Lychee, which resembles a mini porcupine, grows in Florida from May to mid-July. It is usually pink to red on the outside, with a milky white flesh on the inside and one nut. I remember buying lychees in the Caribbean and peeling the thick skin back to expose the white fleshy pulp and brownish nut.
Mamey sapote is berry-shaped, with up to four seeds depending on the variety. The skin is brownish, and the flesh is reddish or pink. It usually grows in summer, fall and winter, but when it will ripen depends on how it is cultivated.
Sappodilla is a round, brown, scurfy-appearing fruit with pulp that is light brown to brownish red to yellow. The tree is an evergreen, and the fruit ripens on the tree from May through September. In Florida, however, it can ripen all year long.

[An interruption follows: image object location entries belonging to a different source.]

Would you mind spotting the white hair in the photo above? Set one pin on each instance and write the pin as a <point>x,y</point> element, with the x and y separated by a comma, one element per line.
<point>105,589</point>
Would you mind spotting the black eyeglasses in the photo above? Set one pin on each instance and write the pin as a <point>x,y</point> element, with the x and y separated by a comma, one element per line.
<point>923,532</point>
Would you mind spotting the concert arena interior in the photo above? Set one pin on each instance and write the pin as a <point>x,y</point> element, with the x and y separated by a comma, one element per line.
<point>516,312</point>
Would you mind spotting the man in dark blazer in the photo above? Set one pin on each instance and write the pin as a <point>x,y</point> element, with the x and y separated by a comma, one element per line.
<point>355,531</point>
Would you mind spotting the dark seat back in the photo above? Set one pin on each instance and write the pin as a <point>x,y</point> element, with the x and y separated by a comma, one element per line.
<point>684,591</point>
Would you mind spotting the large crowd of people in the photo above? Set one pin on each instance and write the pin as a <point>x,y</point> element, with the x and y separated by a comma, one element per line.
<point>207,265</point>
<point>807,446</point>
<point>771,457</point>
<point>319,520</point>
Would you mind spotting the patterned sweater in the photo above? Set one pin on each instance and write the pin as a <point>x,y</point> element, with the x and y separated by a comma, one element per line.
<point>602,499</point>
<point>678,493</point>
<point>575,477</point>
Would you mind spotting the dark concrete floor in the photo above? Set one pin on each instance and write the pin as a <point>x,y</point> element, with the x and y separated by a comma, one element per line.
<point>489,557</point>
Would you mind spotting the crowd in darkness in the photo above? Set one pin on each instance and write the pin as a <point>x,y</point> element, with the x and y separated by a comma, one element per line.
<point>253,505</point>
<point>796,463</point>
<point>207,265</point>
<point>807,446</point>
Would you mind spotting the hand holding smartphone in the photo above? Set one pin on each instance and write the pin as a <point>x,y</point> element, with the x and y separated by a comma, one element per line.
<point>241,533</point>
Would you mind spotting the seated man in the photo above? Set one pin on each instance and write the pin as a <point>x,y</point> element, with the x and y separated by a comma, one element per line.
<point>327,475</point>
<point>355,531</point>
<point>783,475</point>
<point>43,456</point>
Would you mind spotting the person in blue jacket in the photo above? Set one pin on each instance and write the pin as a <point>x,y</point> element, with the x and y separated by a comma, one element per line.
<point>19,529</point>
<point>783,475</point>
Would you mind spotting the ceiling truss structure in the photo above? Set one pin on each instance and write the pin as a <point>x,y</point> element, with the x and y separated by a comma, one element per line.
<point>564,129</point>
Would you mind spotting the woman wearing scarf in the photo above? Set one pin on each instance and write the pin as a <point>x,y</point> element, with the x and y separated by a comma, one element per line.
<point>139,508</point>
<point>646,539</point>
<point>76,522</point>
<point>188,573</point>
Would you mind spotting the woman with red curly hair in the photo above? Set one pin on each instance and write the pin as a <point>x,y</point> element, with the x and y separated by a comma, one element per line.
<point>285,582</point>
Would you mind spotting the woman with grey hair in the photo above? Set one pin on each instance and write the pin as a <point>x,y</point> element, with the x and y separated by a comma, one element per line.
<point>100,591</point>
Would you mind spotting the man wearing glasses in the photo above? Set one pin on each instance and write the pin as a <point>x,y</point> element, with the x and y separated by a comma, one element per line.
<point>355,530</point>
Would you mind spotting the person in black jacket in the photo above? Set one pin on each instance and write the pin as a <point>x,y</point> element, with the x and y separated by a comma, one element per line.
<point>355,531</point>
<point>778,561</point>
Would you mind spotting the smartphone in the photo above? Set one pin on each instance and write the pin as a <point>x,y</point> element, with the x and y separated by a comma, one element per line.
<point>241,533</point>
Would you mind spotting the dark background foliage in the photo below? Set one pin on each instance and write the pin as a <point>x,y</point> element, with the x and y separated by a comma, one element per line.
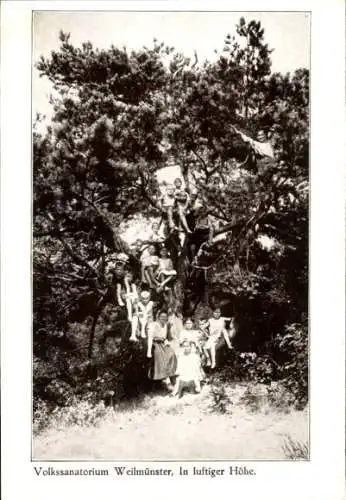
<point>119,116</point>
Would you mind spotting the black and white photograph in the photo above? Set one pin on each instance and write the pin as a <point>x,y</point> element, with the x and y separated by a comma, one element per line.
<point>170,236</point>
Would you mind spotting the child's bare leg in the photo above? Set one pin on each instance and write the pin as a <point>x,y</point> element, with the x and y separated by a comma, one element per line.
<point>152,280</point>
<point>176,387</point>
<point>227,339</point>
<point>143,325</point>
<point>165,282</point>
<point>213,354</point>
<point>143,274</point>
<point>129,309</point>
<point>148,278</point>
<point>170,218</point>
<point>207,355</point>
<point>134,326</point>
<point>183,220</point>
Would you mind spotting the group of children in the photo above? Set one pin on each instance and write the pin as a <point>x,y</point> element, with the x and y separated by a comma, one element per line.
<point>198,347</point>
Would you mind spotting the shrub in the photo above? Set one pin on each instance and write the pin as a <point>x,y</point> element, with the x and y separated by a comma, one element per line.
<point>292,347</point>
<point>78,412</point>
<point>295,449</point>
<point>220,400</point>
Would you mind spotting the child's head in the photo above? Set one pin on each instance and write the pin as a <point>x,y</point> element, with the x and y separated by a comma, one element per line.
<point>186,347</point>
<point>188,324</point>
<point>164,252</point>
<point>178,182</point>
<point>261,136</point>
<point>129,275</point>
<point>193,347</point>
<point>152,249</point>
<point>162,317</point>
<point>155,227</point>
<point>170,190</point>
<point>217,313</point>
<point>138,243</point>
<point>145,296</point>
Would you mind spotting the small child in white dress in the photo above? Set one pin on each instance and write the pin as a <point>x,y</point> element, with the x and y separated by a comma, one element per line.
<point>217,329</point>
<point>188,369</point>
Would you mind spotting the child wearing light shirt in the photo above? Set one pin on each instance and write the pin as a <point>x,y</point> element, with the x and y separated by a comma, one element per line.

Budda’s hands are long-fingered, yellow citron fruit that looks like a human hand with fingers. It is commonly found in the imported fruit section of markets, but it is also grown in non-frost areas of Florida or in greenhouses. It’s often used in liquors as flavoring or in room deodorizers. It can be zested for baking or sliced up for salads — there are a lot of uses for this fruit. Simply slice off a finger. Sounds horrible to say, doesn’t it? As a chef, I am not sure I should say that again, given my track record in cutting my own hands. The aroma of this fruit is prolific and it is well worth having one sit on your counter or in an arrangement.

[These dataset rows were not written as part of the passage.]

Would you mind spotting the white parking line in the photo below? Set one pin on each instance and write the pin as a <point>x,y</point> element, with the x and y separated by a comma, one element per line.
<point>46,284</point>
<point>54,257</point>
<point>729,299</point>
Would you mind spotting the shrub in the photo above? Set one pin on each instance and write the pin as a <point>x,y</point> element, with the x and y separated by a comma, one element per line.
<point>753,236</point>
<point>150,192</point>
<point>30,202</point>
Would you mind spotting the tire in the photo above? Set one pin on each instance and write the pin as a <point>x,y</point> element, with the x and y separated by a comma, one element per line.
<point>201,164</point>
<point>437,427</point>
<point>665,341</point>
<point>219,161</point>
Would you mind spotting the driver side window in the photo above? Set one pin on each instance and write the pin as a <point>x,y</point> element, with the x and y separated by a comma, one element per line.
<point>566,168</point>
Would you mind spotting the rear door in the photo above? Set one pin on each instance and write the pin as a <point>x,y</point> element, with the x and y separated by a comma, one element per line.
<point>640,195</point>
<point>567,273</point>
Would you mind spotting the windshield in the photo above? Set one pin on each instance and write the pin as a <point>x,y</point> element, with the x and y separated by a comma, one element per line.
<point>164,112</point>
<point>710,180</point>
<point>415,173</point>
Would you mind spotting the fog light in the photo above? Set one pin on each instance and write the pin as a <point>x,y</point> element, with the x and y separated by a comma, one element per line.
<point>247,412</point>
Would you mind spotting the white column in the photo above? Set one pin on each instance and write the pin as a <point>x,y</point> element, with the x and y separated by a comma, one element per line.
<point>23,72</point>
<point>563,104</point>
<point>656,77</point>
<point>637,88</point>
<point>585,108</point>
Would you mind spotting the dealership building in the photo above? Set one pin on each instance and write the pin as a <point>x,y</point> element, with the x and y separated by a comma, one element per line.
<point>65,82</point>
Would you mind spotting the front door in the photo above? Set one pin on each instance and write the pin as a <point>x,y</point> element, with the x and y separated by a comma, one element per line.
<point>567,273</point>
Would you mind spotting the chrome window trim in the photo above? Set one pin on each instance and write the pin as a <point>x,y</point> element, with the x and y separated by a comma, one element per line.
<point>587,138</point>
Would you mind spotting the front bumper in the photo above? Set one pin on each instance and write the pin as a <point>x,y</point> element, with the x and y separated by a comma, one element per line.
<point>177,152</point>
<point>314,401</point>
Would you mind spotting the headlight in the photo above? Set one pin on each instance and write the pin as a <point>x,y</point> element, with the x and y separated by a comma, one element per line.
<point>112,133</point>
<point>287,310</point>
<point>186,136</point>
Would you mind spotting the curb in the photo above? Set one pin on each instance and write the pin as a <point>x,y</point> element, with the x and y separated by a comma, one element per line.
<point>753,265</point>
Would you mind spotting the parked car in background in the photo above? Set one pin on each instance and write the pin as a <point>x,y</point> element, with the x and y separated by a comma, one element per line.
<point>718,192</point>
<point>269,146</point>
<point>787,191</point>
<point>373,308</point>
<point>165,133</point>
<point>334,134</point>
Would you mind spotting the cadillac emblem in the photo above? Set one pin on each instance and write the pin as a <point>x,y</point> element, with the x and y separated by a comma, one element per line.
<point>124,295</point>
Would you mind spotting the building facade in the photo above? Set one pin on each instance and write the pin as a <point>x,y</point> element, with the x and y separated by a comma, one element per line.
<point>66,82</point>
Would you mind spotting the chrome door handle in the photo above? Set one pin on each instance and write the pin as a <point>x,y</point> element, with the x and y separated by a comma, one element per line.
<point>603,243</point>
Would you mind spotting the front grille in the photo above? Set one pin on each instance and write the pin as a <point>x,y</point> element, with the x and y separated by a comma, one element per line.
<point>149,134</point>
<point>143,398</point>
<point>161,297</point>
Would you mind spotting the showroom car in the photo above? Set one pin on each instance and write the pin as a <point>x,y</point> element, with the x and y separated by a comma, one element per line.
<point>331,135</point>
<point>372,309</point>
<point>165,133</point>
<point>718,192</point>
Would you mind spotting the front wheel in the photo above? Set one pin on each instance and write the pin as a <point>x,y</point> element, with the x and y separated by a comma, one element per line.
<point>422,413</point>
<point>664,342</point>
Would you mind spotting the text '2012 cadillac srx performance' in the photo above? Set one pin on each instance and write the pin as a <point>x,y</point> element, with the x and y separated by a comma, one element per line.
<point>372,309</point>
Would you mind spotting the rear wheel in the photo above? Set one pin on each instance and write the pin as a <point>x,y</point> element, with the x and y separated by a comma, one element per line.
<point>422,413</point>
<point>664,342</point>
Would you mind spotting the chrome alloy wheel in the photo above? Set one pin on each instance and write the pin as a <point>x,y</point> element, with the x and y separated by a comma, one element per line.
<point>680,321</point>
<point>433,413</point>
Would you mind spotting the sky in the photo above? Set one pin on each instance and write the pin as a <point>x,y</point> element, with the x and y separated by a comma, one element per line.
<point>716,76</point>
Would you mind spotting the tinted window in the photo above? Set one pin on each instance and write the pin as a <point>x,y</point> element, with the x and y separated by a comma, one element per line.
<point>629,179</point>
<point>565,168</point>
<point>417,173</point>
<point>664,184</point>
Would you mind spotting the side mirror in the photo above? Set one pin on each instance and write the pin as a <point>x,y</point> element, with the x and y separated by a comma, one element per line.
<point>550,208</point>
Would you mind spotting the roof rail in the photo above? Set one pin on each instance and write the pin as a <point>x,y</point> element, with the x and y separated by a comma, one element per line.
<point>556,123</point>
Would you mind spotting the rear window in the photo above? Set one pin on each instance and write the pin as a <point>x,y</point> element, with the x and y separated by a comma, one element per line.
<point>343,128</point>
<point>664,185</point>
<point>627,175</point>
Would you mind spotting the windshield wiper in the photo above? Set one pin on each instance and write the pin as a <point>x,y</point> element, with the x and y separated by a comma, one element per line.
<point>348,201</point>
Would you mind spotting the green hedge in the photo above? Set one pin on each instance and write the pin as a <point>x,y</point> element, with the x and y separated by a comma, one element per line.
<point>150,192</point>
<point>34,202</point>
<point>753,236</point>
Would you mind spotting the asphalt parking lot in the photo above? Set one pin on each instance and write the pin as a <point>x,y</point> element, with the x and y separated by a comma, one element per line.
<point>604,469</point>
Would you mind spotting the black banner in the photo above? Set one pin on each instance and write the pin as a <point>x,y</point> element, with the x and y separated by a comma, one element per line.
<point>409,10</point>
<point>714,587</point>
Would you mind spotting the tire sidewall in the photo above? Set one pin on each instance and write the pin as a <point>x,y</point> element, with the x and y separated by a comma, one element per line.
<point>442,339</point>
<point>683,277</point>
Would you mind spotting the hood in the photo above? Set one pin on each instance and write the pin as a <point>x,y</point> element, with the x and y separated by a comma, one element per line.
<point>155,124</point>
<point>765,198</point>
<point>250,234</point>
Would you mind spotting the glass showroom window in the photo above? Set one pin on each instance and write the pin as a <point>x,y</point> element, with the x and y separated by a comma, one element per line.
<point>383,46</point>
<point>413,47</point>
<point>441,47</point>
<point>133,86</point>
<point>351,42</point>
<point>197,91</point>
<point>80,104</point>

Tamarind is mainly used in chutneys, sauces, beverages and curries. It is a cinnamon brownish, seeded pod with a velvety feel. This tree normally grows from South Florida to the Keys, and it can reach heights of more than 90 feet. Here’s a little-known fact: It is a member of the bean family. You can usually find tamarind paste and pods in grocery stores.
Sugar apple is green and either heart-shaped, round or conical in appearance. The leaves are rounded, hairy and overlap each other, and can be pulled apart when ripe. The pulp inside is creamy white with a custard consistency, and it has several brown seeds. The fruit ripens midsummer through winter, and not all fruit ripens at the same time. The flavor is sweet, hence the name sugar apple.